The Polynesians came to the Hawaiian Islands from the Southeast Pacific by handcrafted canoes. They settled on the lush fertile islands and worshipped their gods by dancing the hula. Laka is the patron goddess of the hula, and hula was danced for the benefit of another goddess, known as Pele. For many generations, those training to dance the hula underwent a very strict and rigorous course of study.

The school for hula, or Halau Hula, enforced student rules, such as no haircuts and no fingernail cutting. Graduating students underwent purification rituals and were cleansed in the seawater. Afterwards, there was a large luau, or feast, to celebrate their accomplishment. All family members were invited to celebrate along with the hula celebrants. Today Halau Hula still exists and serves to continue the traditional dance heritage. And as it has always been, graduation is celebrated with food and dance.

The Hula's Origins

The hula began as a way to worship the gods. In olden days, the hula was danced on a platform, which had an altar to the goddess Pele on it. The traditional costumes were comprised of leis (flower necklaces), a pau (skirt) and ankle bracelets of whalebone or dogteeth. Today costumes are more modest and Halau Hula schools require long skirts and a top, or graceful muumuu for women, while men can choose between pants and a malo, a wrapped cloth.

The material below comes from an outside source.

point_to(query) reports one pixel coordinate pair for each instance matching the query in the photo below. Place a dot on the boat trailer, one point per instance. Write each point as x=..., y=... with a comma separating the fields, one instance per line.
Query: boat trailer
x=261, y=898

Men and women were participants in the hula as they are today, but the chanters, or singers, were and are male. The chant, or mele, recounts the story, while the hula or dance acts out or emphasizes parts of the story with choreographed hand movements and repetitive footwork. The hula that men dance is more vigorous than the languid dances the women perform.

The hula performance is accompanied by instruments. The music helps to keep the graceful rhythm for the dancers as well as the chanters. Traditionally, gourds, bamboo pipes, sticks and rattles were used to create music. A single gourd drum called an ipu was later followed by a double-gourd drum called an ipu heke. The anklets of dogteeth worn around the legs were also considered to be an instrument of music. In the modern era, the ukulele is used to keep rhythm, and today, guitars and a bass may also be used to add depth to the sound and enhance the rhythm.

The Hula's Denunciation and Rebirth

With the arrival of the missionaries in the early 1800s, the role of the hula started to change. The Protestant missionaries denounced the hula as pagan, and soon its performance was banned. The missionaries decried the gyrations, the scantily clad dancers and the worship to multiple gods. The Hawaiian royalty were encouraged to denounce the hula also, which they soon did. But the hula did not die. It was danced in secret and quietly passed down through families.

With the advent of King David Kalakaua, the hula was resurrected and slowly began to take on a change. King Kalakaua was a great proponent of all of the traditional Hawaiian arts and crafts. The hula that soon evolved was called Hula Kui, or old and new, because it combined the ancient traditional style with newer interpretations of older dances.

With the advent of tourism as a business to Hawaii in the early twentieth century, the hula again underwent a change. Hula was depicted in films, as graceful swaying to soft melodic music so very unlike the real hula. Songs were written for this newest kind of hula, and many beautiful and fanciful costumes were created for the tourist trade. Most popular were cellophane skirts and sweet romantic songs were sung for the tourists' benefit. Halau Hulas were still teaching the more traditional style, which was practiced by older members of families. Traditional hula garb is more modest and the Hollywood version of the hula and the costumes does not depict the true hula.

The Hula Today

Today there are two major hula events held every year. One is called the Merrie Monarch Festival, where hula teams compete; male and female teams compete for prizes. Also, a Miss Aloha Hula is crowned every year. The other is the King Kamehameha Traditional Hula Event and Chant Competition, which is held every June.

No matter how many times the hula has undergone change, it remains an important part of local culture and can be enjoyed as a participant or viewer.